Under the Seawright proposal, consent is defined as "freely given, knowledgeable and informed agreement… obtained without the use of malice such as forcible compulsion, duress, coercion deception, fraud, concealment, or artifice."
The measure would replace the current practice at criminal trials of leaving juries to deliberate over the meaning of consent without any guidance from the statute. Advocates for victims of sexual assault say the Seawright law, as proposed, would significantly reduce disparate outcomes in sexual predator convictions.
"The United States Bureau of Justice Statistics reports that a sex crime is committed every 73 seconds," said Assembly Member Seawright, who announce her legislation on the National Day of Action of Sexual Assault Awareness Month. "We must stop this rising trend by clearly defining consent, thereby empowering our police and prosecutors to take action."
Joyce Short, the founder of the advocacy group Consent Awareness Network (CAN) and the author of Your Consent – The Key to Conquering Sexual Assault, said the measure is the first of its kind in the nation.
"Defining consent in our laws will consistently hold sexual predators accountable and conquer sexual assault as well as laying down the law in other crimes," she said. “Whether consent is applied to your COVID19 vaccination, placing data on the internet, revenge porn, sex trafficking or sexual assault, consent is always… freely given, knowledgeable and informed agreement. New Yorkers desperately need this law – yesterday!"
Tarale Wulff, a New York actor and model who helped convict motion picture executive Harvey Weinstein on rape and criminal sexual assault in March 2020, said, “Before testifying in the trial of Harvey Weinstein, I didn’t know there wasn’t a true definition of consent in our laws,” she said. “Weinstein claimed to be confused, and that he thought most men are confused…There’s a generation of woke individuals who won’t be silenced. By clearly defining consent, there will be no confusion.”
Dawn Dunning, a creative director and model who also testified in the Weinstein trial, said, "Consent is consent in all things, not only sex. Applying consent in the general law makes it clear that the same "consent" that protects your property also protects your body."

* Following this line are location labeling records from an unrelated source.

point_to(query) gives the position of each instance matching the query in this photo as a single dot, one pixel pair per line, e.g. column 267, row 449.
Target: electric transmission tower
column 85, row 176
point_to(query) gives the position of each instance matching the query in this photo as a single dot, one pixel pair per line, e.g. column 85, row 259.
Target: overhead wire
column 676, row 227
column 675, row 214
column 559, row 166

The definition for consent in this legislation conveys the same principles as those used by Model Penal Code, Nuremberg Code, and General Data Protection Regulation (GDPR.) All three highly regarded and currently administered codes guide behavior in medical experiments, medical treatment, statutes that pertain to theft, and the protection of cyber privacy on the internet, as recognized in international law.
But states have been slow to adopt definitions for consent. The jurors in the Weinstein case asked Judge James Burke, "What is the definition for consent." Judge Burke responded, "Use your commonsense." His response was almost identical to Judge Steven O'Neill's response several months earlier in the Bill Cosby trials in Pennsylvania.

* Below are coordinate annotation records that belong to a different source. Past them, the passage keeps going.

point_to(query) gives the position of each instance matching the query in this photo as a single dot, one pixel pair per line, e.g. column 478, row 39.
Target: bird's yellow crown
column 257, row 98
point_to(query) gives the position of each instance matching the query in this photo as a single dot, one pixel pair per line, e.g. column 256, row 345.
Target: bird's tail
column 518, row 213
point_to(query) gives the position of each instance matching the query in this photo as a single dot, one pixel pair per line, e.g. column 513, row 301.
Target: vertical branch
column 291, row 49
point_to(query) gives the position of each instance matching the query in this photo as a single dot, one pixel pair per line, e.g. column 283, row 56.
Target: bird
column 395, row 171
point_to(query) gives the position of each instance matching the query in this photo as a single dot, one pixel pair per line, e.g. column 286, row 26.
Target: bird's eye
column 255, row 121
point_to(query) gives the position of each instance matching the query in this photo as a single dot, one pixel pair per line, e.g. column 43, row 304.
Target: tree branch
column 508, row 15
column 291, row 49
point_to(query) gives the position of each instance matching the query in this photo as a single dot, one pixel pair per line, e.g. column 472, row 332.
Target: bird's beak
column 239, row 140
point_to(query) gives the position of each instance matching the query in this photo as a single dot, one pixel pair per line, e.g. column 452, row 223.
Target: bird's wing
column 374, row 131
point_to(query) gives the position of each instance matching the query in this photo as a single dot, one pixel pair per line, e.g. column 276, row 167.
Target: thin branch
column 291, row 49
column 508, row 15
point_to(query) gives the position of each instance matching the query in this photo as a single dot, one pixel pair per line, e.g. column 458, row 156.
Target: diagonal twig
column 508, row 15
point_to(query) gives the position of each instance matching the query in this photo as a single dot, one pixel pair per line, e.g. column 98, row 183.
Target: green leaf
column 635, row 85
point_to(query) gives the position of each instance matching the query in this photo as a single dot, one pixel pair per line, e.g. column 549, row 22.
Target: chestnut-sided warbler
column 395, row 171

Judge O'Neill had responded to the juries in both the first and second trials, "That is a question that cannot be answered. You are reasonable people. Use your commonsense." With no guidance from Judge O'Neill, the initial jury for Cosby's case could not agree on a verdict. The foreperson for the second jury, a cyber security expert familiar with the definition of consent in GDPR, explained this definition to fellow jurors who rendered a guilty verdict.
"The proper definition of consent in New York's laws will clarify lawful sexual conduct, guide behavior, and make it possible to hold sexual predators accountable," said Seawright. "This vital concept must no longer be left to chance."